Description
I have noticed that on many problems the score_samples()
function in sklearn.mixture.BayesianGaussianMixture
consistently gives lower test set likelihoods than just taking the posterior mean parameters from the mixture and plugging them into a regular mixture of Gaussians likelihood.
I have coded up a demo on a toy problem to illustrate:
import numpy as np
import scipy.stats as ss
from scipy.special import logsumexp
from sklearn.mixture import BayesianGaussianMixture, GaussianMixture
def loglik_mixture(X, w, means, covs):
N = X.shape[0]
w = w / np.sum(w) # Just to be sure normalized
loglik = np.zeros((N, len(w)))
for ii in range(len(w)):
mu = means[ii, :]
S = covs[ii, :, :]
gauss_part = ss.multivariate_normal.logpdf(X, mu, S)
loglik[:, ii] = np.log(w[ii]) + gauss_part
loglik = logsumexp(loglik, axis=1)
return loglik
def simple_data():
x = np.random.randn(1000, 2) + 1.0
idx = np.random.rand(1000) <= 0.5
x[idx, :] = -1 * x[idx, :]
return x
np.random.seed(1234)
delta = []
for _ in range(500):
x_train = simple_data()
x_test = simple_data()
gmm = GaussianMixture(n_components=2, covariance_type='full')
gmm.fit(x_train)
loglik0 = gmm.score_samples(x_test)
w, means, covs = gmm.weights_, gmm.means_, gmm.covariances_
loglik1 = loglik_mixture(x_test, w, means, covs)
# Demonstrate that loglik_mixture() is correct
np.testing.assert_allclose(loglik0, loglik1)
print('-' * 10)
print(f'MLE GMM loglik {np.mean(loglik0)}')
bgmm = BayesianGaussianMixture(n_components=2, covariance_type='full')
bgmm.fit(x_train)
loglik_bayes0 = bgmm.score_samples(x_test)
w, means, covs = bgmm.weights_, bgmm.means_, bgmm.covariances_
loglik_bayes1 = loglik_mixture(x_test, w, means, covs)
print(f'VB GMM loglik (built-in) {np.mean(loglik_bayes0)}')
print(f'improvement {np.mean(loglik_bayes0) - np.mean(loglik0)}')

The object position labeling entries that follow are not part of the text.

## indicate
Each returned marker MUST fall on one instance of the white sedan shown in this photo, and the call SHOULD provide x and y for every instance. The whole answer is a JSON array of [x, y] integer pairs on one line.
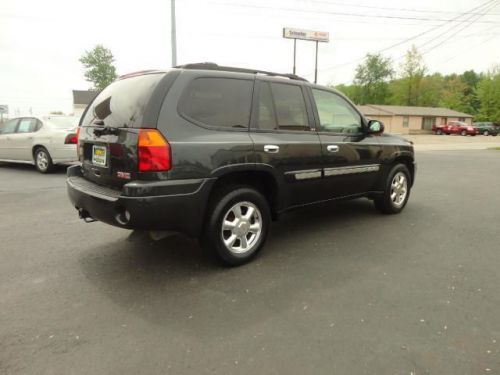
[[40, 140]]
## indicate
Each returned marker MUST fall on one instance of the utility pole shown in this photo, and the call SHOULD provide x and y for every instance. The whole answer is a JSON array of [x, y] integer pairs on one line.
[[173, 33]]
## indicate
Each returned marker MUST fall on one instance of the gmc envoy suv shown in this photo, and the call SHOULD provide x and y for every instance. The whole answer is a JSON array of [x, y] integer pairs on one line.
[[218, 152]]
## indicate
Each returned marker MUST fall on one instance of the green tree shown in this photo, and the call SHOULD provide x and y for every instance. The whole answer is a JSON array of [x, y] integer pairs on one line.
[[488, 92], [408, 90], [371, 79], [99, 68]]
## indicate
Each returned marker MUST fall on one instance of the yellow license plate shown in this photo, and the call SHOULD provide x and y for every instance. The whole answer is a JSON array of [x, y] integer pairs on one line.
[[99, 155]]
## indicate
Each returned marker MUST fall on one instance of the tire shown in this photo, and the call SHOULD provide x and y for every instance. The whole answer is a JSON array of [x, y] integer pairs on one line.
[[387, 203], [229, 244], [43, 161]]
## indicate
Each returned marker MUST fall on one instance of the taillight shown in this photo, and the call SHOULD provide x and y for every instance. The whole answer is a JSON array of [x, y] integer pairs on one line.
[[153, 151], [71, 139]]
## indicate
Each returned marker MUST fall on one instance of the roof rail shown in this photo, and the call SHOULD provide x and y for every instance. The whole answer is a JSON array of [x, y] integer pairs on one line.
[[213, 66]]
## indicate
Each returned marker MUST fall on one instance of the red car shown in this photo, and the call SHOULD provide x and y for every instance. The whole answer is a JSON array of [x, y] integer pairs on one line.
[[455, 127]]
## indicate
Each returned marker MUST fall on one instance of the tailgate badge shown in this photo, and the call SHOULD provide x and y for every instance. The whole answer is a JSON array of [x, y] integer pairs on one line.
[[125, 175]]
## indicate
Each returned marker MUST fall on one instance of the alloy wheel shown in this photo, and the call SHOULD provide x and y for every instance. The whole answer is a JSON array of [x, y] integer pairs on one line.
[[241, 227]]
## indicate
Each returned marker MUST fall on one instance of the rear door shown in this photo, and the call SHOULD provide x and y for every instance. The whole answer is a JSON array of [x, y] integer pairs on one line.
[[284, 139], [110, 126], [350, 155]]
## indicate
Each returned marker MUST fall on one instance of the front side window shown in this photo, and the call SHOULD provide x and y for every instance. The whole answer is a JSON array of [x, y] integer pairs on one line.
[[26, 125], [335, 113], [218, 102], [9, 127]]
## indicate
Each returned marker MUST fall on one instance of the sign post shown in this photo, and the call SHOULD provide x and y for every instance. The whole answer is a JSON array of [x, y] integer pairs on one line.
[[4, 109], [310, 35]]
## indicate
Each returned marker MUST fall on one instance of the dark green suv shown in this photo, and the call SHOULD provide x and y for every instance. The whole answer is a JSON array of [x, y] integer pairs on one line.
[[487, 128]]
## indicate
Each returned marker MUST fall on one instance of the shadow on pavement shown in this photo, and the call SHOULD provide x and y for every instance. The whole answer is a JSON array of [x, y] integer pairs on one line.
[[173, 283]]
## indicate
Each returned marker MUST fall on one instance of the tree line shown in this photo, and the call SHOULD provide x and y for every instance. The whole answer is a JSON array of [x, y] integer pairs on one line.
[[377, 82]]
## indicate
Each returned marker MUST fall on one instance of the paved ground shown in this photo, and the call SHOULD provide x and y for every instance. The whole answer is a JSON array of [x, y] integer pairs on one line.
[[453, 142], [339, 289]]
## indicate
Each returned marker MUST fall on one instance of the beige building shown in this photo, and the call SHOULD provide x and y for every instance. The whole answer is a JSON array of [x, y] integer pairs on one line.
[[412, 120]]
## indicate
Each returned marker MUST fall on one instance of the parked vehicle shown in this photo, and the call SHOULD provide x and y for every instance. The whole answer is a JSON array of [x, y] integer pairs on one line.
[[487, 128], [218, 152], [40, 140], [455, 127]]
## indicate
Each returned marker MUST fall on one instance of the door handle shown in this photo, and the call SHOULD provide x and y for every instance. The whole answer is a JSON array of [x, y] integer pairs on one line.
[[272, 149]]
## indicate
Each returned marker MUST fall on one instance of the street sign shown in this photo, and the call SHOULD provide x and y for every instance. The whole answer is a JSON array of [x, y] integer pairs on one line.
[[316, 36]]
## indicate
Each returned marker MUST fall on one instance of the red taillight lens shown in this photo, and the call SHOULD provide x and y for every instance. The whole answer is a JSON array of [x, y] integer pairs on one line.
[[153, 151]]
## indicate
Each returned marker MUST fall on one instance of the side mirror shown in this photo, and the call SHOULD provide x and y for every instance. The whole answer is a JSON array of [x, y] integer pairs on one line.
[[375, 127]]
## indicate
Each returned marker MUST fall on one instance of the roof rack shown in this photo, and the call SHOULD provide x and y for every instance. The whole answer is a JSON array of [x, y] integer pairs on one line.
[[213, 66]]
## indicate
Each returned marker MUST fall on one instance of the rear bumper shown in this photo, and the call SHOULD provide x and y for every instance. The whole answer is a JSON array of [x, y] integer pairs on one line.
[[161, 205]]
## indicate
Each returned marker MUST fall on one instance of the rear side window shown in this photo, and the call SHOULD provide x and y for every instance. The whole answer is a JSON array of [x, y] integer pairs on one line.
[[218, 102], [26, 125], [9, 127], [123, 103], [290, 107]]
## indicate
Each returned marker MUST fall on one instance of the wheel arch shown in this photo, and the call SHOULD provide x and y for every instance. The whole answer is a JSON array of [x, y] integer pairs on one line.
[[260, 177]]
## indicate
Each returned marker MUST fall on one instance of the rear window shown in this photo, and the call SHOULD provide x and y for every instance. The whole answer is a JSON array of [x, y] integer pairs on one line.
[[123, 103], [218, 102]]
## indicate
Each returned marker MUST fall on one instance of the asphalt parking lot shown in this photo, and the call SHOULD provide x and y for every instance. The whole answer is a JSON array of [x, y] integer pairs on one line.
[[339, 289]]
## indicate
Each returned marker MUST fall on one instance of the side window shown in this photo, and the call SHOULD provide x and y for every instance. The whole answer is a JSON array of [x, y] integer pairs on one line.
[[26, 125], [336, 114], [220, 102], [266, 116], [9, 127], [290, 107]]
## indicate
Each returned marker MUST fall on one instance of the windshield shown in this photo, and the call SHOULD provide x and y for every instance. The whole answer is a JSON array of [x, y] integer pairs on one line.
[[62, 122]]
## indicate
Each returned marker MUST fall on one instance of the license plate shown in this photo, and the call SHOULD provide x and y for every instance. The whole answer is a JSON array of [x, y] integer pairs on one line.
[[99, 155]]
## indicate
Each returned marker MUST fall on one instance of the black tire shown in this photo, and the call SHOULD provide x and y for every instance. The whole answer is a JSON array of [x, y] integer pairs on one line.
[[384, 203], [221, 205], [43, 161]]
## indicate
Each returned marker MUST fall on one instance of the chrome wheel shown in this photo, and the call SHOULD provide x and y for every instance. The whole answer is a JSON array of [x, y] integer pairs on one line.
[[241, 227], [42, 160], [399, 189]]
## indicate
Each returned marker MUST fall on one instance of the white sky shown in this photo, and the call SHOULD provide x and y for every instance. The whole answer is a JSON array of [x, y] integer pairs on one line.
[[41, 41]]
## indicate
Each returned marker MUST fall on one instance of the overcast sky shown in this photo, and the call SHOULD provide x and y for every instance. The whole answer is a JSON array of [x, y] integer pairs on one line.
[[41, 41]]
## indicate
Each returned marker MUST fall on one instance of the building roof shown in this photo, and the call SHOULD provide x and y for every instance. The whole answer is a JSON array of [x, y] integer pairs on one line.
[[411, 111], [83, 96]]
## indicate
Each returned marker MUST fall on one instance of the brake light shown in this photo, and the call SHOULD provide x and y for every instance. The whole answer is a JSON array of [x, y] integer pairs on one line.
[[153, 151]]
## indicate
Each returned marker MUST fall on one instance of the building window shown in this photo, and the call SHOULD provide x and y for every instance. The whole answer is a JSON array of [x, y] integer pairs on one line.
[[406, 121], [427, 122]]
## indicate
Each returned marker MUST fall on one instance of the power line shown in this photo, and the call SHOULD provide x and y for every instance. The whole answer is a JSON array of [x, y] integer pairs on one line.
[[489, 2], [346, 13], [390, 9]]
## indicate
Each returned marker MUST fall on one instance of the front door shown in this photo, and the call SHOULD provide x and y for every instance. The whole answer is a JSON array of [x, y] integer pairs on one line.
[[285, 140], [6, 132], [22, 140], [350, 155]]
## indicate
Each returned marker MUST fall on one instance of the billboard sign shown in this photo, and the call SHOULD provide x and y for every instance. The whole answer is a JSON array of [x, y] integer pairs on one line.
[[316, 36]]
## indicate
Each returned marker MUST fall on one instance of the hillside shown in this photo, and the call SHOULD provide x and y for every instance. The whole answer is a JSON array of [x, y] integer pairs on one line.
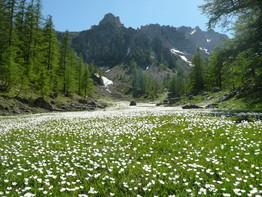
[[110, 43]]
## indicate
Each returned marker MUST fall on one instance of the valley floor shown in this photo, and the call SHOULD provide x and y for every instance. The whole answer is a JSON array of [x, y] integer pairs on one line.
[[130, 151]]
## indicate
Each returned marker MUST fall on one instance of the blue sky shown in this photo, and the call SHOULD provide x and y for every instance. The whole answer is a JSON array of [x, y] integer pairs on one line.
[[77, 15]]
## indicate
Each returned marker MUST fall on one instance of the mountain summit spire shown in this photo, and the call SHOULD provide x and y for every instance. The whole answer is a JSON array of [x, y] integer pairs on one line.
[[111, 19]]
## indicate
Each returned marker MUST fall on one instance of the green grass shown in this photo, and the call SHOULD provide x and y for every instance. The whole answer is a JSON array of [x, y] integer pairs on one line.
[[182, 155]]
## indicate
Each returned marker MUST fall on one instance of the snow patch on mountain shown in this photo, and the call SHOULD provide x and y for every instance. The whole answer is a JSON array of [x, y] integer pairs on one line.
[[204, 50], [193, 32], [182, 56]]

print(f'VB GMM loglik {np.mean(loglik_bayes1)}')
print(f'improvement {np.mean(loglik_bayes1) - np.mean(loglik0)}')
delta.append(np.mean(loglik_bayes1) - np.mean(loglik_bayes0))
print(np.mean(delta))
print(np.mean(np.array(delta) > 0))
This gives for instance:
MLE GMM loglik -3.362221
VB GMM loglik (built-in) -3.367131
improvement -0.004911
VB GMM loglik -3.361099
improvement 0.001121
The built in score for VBGMM is consistently worse than MLE GMM but often better when the posterior mean is plugged in as a point estimate in loglik_mixture(). On this problem, the loglik_mixture() likelihood is always around 0.006 nats higher than the built in score function.
This makes me wonder if there is some normalization issue in the likelihood in _estimate_log_prob(). I am not sure where the derivation for the code in lines 690-698 is.
The documentation says it implements Blei and Jordan (2006), which has the posterior predictive in eqn (23). But that is only an approximation and not necessarily even normalized.
If score_samples is used for evaluation purposes, it is not fair to compare VB-GMM to other models if its likelihood is not even normalized! Some more investigation is needed here.